“As I look back over the last four years, one of my fondest memories is the close and treasured friendship that we have enjoyed.” Those words opened a letter dated Dec. 19, 1980, printed on stationary with the Seal of the Vice President of the United States in blue. It was addressed to Archbishop John Roach of St. Paul and Minneapolis, and signed by Walter F. Mondale, whose service in the nation’s second-highest office was drawing to a close.
Mondale died April 19 at age 93. Funeral services are planned for September.
A Presbyterian, Mondale, the former U.S. Senator from Minnesota, vice president under President Jimmy Carter and U.S. ambassador to Japan, was a personal friend of Archbishop Roach, archbishop of St. Paul and Minneapolis from 1975 to 1995.
Archbishop Roach gave the benediction at the 1977 inauguration ceremony. “We beg your special blessing on President Carter and Vice President Mondale and their families,” he prayed. “There is a loneliness on the mountain. Grace that loneliness with your presence.”
Allison Spies, the archdiocese’s archives programs manager, said the men wrote to each other regularly.
“Archbishop Roach visited Mondale in Washington, and they traveled together to Rome in 1978,” she said. “They of course disagreed on some topics, but they especially shared convictions about peace and the risks of the nuclear arms race.”
Archbishop Roach worked on a 1983 pastoral letter from the National Council of Catholic Bishops (a precursor to the U.S. Conference of Catholic Bishops) on nuclear weapons and the arms race. In his unsuccessful 1984 presidential bid, Mondale advocated for a nuclear freeze, and in an essay written during that time, he noted that “the Catholic Church has raised serious questions about the morality of nuclear war.”

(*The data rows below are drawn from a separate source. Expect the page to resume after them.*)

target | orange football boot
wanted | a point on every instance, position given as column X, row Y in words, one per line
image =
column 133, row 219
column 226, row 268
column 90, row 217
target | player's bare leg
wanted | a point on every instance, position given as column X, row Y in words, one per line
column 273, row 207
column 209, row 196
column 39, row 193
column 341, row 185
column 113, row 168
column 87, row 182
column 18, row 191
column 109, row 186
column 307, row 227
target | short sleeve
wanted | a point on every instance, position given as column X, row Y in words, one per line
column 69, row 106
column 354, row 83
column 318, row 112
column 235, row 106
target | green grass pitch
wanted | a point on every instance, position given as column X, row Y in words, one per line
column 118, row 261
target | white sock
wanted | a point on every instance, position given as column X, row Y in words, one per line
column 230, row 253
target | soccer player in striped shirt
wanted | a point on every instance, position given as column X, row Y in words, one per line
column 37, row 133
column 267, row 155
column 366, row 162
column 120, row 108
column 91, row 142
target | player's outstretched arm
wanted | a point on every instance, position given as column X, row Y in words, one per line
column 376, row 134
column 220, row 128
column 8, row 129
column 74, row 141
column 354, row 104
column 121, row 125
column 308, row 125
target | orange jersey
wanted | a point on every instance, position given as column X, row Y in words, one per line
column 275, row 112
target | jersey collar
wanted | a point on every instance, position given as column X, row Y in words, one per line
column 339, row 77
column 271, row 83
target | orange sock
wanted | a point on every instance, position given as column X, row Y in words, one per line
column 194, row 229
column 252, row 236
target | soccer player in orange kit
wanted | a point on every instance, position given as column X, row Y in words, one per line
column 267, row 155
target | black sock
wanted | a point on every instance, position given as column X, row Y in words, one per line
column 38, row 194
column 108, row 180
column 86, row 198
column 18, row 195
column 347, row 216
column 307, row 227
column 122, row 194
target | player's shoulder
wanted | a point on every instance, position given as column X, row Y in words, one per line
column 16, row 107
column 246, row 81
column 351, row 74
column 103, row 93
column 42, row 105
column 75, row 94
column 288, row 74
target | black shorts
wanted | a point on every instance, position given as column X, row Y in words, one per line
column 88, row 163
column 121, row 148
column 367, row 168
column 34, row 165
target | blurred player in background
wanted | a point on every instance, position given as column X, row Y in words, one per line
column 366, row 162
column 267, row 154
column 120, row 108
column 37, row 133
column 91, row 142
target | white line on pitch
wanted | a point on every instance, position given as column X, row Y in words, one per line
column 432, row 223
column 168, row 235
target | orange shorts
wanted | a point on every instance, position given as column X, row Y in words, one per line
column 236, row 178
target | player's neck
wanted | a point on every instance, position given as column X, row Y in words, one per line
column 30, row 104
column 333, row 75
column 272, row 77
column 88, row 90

Like Mondale’s other friends, Archbishop Roach called him by his nickname, “Fritz,” a nod to his middle name, “Frederick.” When the archbishop died in 2003, Mondale described him to The Catholic Spirit as “just always a good friend.” He praised him for his qualities as a pastor and “ecumenical spirit,” and he commended him for working together on shared policy goals, despite their disagreement about legalized abortion.
Mondale received an honorary degree from the University of St. Thomas in 1973 and received its law school’s Dignitatis Humanae Award in 2019.